Everything on your resume - everything! - needs to support the claim of your resume: I am the person you should hire. It's fantastic that you are thinking in advance about how your actions will look on your resume. All you need to know is that you are the person who writes your resume - it's not an objective recitation of only facts, it's a true story that you tell.
So, right now, you're not telling a good story at all. Barely a few years into your working life, you're "tired" and want to go randomly "take some tours in some cities around the world for some time." If I ever see this on a resume later, I won't want to hire that person. I will, as others have said, worry you will do the same thing after starting to work for me. And having a blank spot - the cake shop job ending in 2016, and now here you are sending out a resume in 2019 with that as the most recent job - is awful too, because I will make up my own story about what you might have been doing, and it won't be flattering.
Does that mean you shouldn't go? Absolutely not. But at some point, you will need to decide what you are going for and what you are going to. Right now, you want to go away from your cake shop job. You may not know yet what you are missing, what you are looking for. But at some point, you will be energized, you will know what you wanted and who you are and all of that. And you will be ready to work again. When that happens, you need to look back at the time away. What was it for? What did you learn or achieve? How did you support yourself?
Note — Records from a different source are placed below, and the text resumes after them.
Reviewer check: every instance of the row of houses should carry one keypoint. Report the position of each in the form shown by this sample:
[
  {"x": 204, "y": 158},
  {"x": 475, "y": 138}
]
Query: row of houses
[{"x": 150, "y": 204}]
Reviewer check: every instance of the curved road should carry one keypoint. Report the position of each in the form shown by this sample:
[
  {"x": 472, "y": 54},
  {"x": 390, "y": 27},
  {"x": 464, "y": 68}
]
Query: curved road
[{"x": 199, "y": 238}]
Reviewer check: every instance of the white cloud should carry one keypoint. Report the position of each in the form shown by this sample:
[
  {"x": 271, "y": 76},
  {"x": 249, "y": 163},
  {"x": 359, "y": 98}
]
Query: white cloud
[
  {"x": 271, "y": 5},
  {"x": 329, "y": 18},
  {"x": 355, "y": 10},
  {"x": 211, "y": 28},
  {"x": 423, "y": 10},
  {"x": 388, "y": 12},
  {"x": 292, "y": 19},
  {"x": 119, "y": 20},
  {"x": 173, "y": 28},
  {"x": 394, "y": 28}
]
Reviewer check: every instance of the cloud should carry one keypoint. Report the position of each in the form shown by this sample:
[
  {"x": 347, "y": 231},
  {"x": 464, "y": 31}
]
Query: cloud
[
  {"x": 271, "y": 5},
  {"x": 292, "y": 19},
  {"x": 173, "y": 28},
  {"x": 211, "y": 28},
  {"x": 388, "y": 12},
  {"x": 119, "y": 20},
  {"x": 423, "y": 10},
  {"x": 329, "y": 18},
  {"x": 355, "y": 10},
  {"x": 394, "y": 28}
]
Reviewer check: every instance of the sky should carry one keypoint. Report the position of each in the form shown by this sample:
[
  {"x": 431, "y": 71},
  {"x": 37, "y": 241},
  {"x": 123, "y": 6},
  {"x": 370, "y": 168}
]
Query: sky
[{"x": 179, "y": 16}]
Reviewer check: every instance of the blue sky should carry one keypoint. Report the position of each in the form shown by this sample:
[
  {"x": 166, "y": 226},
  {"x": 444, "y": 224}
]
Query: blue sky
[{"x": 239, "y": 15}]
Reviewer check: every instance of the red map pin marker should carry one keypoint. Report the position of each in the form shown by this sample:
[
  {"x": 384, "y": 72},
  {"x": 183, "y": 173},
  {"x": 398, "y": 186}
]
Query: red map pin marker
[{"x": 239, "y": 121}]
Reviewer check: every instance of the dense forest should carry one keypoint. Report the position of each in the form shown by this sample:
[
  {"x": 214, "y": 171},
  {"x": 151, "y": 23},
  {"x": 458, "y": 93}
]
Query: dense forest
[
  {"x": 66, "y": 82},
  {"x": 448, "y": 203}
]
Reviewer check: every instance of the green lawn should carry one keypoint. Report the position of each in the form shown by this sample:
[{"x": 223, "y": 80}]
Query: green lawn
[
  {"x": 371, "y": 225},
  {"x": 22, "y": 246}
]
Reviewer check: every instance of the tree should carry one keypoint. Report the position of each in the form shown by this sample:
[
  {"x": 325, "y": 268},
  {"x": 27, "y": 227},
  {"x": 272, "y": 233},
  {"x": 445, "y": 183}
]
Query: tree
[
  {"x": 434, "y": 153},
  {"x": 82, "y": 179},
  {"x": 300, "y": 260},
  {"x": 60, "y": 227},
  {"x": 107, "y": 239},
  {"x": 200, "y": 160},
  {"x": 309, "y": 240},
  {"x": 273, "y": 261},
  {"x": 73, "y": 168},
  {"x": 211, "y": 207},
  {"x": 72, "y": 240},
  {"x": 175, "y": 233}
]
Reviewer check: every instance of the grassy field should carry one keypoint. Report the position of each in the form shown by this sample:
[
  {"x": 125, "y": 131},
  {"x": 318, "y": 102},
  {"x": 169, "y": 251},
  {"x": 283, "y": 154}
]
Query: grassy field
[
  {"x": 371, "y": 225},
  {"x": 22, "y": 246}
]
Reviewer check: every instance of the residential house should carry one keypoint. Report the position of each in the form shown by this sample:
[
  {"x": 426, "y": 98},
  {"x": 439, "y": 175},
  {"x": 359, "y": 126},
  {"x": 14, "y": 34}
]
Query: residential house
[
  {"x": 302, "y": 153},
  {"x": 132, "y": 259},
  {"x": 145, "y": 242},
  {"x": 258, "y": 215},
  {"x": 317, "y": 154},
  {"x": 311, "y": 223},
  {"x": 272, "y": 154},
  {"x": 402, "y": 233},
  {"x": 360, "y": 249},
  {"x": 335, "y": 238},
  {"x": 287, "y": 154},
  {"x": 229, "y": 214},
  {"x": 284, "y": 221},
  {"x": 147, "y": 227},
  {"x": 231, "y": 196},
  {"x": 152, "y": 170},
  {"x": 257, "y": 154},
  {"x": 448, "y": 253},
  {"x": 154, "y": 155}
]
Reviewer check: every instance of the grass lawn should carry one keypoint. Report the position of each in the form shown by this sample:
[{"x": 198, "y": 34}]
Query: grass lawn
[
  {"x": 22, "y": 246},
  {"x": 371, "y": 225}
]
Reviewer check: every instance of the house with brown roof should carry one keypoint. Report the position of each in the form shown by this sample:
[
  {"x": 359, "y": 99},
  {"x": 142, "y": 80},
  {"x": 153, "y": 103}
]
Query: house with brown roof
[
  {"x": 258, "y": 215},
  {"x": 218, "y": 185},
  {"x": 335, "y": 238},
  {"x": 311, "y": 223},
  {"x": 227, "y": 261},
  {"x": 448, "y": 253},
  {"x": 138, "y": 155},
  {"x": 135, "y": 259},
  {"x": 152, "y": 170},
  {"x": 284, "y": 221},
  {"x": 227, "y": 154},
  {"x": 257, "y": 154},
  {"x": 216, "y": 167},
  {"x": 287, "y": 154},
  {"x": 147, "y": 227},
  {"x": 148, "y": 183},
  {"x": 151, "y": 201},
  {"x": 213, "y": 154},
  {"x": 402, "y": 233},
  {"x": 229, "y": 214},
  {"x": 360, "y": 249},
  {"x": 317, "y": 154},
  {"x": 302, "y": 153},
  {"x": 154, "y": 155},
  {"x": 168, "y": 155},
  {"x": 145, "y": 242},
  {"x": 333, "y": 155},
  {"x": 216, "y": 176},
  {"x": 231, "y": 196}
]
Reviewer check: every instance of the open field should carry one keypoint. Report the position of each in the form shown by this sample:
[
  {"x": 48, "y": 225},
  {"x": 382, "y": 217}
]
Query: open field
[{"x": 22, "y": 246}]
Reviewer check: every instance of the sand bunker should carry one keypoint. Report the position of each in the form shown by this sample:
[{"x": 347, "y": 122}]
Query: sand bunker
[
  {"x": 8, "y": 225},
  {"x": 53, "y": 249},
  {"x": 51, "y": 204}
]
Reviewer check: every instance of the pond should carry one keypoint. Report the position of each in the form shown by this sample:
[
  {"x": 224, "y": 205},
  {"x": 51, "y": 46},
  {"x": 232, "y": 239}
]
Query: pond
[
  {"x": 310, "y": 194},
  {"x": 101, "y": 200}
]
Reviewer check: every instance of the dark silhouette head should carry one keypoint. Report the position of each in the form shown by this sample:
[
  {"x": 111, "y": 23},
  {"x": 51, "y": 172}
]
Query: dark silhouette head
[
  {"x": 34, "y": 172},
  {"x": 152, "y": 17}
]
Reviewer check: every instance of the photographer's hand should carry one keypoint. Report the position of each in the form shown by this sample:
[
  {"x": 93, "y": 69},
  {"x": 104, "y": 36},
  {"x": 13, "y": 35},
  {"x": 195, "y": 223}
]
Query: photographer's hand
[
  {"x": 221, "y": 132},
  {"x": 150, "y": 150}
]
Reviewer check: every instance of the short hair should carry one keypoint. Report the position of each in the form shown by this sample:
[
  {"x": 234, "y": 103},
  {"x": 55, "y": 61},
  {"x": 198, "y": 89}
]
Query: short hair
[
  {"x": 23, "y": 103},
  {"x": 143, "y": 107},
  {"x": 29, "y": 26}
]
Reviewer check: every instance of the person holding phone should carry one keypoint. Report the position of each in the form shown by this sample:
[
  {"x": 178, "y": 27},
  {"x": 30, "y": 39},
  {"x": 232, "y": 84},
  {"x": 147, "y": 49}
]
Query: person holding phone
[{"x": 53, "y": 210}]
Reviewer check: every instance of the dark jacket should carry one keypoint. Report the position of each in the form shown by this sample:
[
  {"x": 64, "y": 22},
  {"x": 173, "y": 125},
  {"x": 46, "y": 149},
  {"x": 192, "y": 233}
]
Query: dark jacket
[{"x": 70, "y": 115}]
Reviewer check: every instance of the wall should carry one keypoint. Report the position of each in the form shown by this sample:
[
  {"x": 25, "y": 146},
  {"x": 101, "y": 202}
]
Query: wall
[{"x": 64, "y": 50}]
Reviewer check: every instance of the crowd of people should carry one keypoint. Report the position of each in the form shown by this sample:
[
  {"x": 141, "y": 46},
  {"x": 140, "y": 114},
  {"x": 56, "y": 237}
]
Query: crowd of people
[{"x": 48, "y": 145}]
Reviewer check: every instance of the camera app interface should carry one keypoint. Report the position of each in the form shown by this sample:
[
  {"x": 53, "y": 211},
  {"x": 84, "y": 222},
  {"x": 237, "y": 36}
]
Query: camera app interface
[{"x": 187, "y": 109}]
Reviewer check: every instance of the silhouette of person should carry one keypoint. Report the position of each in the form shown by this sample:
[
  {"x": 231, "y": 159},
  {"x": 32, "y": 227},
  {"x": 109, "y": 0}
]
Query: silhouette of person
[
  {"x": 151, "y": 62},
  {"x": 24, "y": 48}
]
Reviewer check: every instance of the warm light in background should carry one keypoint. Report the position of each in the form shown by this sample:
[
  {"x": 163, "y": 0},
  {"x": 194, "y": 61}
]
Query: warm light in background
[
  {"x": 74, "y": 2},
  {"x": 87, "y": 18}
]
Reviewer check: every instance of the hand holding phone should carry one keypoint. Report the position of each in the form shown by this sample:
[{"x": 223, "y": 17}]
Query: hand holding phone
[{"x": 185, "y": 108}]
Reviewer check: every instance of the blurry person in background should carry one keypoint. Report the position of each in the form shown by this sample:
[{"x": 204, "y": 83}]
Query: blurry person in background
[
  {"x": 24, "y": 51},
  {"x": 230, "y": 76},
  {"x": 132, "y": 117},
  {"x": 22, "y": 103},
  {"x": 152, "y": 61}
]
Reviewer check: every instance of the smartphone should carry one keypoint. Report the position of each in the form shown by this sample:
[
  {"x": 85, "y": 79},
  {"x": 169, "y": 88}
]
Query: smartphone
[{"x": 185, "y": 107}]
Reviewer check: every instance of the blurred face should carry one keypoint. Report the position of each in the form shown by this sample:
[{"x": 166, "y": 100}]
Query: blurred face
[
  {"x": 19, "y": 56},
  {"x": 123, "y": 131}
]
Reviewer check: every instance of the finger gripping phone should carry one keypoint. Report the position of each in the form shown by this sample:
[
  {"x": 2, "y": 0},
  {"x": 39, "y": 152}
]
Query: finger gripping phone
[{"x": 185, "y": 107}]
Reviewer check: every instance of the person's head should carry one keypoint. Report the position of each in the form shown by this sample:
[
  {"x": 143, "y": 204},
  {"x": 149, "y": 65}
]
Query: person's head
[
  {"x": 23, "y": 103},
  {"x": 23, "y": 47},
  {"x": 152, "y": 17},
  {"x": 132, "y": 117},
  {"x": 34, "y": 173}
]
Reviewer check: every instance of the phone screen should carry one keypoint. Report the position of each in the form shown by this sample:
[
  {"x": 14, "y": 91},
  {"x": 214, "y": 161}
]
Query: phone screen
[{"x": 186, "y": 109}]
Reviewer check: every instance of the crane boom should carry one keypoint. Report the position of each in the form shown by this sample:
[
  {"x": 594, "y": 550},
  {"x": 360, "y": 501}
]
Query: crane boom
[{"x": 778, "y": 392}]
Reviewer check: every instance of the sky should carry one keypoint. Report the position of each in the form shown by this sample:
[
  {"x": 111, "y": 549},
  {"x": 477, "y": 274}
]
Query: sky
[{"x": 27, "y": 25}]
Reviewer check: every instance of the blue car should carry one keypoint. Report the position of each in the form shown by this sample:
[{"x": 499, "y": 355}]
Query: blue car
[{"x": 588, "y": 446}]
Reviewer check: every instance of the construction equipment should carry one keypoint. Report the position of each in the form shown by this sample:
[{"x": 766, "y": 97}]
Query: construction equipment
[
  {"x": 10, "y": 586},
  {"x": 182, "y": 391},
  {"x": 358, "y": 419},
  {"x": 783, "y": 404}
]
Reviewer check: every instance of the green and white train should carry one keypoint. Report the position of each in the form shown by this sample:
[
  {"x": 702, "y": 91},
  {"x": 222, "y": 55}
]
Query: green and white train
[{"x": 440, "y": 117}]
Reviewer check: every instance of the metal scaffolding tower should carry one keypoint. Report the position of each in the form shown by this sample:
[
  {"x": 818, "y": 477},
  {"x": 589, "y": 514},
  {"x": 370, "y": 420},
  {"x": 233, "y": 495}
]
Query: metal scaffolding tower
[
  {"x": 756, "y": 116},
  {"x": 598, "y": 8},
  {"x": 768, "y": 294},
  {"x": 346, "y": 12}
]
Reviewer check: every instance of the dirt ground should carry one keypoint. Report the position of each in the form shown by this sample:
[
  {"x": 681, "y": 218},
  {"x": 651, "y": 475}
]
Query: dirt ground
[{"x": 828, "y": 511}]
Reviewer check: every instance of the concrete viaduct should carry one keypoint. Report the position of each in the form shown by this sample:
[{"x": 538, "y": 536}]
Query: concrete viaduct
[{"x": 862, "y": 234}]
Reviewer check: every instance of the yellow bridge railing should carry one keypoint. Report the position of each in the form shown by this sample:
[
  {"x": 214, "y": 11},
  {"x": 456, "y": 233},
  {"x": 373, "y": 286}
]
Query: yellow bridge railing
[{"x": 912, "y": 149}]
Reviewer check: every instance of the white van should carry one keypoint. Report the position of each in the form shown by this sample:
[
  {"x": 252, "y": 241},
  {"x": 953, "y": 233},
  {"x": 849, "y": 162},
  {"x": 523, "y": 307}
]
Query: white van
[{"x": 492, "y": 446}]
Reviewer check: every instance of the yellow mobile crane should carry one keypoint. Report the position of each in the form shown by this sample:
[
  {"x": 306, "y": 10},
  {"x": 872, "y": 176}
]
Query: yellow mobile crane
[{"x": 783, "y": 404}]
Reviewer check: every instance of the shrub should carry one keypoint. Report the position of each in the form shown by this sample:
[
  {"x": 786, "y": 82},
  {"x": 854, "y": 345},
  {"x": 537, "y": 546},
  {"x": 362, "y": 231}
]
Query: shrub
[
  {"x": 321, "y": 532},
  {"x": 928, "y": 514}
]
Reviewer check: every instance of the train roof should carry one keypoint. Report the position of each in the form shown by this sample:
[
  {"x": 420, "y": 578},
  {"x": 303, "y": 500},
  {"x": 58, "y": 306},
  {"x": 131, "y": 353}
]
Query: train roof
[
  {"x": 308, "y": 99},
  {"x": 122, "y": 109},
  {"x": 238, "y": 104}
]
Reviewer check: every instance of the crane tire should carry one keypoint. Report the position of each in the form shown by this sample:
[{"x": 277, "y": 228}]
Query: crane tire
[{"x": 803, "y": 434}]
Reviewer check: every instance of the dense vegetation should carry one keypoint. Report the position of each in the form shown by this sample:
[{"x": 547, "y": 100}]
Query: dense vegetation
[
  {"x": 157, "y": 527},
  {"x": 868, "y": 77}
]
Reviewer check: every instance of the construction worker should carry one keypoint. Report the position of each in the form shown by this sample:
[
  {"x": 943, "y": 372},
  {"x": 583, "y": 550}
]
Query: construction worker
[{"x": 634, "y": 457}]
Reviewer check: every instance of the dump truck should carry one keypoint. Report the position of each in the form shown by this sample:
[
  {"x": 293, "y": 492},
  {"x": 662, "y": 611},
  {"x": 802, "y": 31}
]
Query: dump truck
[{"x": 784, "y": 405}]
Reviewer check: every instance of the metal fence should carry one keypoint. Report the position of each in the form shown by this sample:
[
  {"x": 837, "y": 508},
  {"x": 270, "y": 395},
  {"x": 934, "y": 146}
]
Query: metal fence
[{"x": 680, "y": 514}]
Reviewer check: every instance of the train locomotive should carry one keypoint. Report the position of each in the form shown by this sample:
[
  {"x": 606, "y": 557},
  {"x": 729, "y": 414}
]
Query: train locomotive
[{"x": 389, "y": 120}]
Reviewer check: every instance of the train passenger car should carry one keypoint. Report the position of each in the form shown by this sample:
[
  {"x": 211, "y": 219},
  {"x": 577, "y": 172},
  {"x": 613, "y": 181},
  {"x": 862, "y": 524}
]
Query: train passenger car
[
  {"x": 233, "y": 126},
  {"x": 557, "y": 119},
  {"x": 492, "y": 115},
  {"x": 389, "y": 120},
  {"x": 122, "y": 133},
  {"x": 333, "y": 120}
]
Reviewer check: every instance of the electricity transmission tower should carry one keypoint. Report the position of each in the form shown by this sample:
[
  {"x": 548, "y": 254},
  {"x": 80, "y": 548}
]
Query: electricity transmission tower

Who are you now? And once you know that, you can write a section on the resume that describes that time in words relevant to the job you're applying for and makes that time part of your true story that shows you're the person who should be hired.
Say you're going to be a baker forever. You travel around the world and eat a lot of pastries. In some countries you actually visit people's homes and learn how to make certain breads or pies or whatever. In others you briefly work in a bakery when you run out of money. You return to your home country after three years knowing so much about breads and pastries around the world, an experienced traveller, and fluent in two new languages. That's going to look amazing on your resume and every bakery in town is going to want to hire you. Now if instead you want to be a reporter, or an actor, or a history teacher, then the parts of the story you put on your resume won't be about breads or pies, they'll be about things you saw and did that relate to those professions.
Many people have times they didn't work. Because they were at university, because they were raising children, because there was a war in their country. They can easily explain their gap. Your gap will be harder to explain. But because you have thought this through in advance, you can structure a gap that doesn't just have to be explained, but that makes you more employable when you return. Go for it!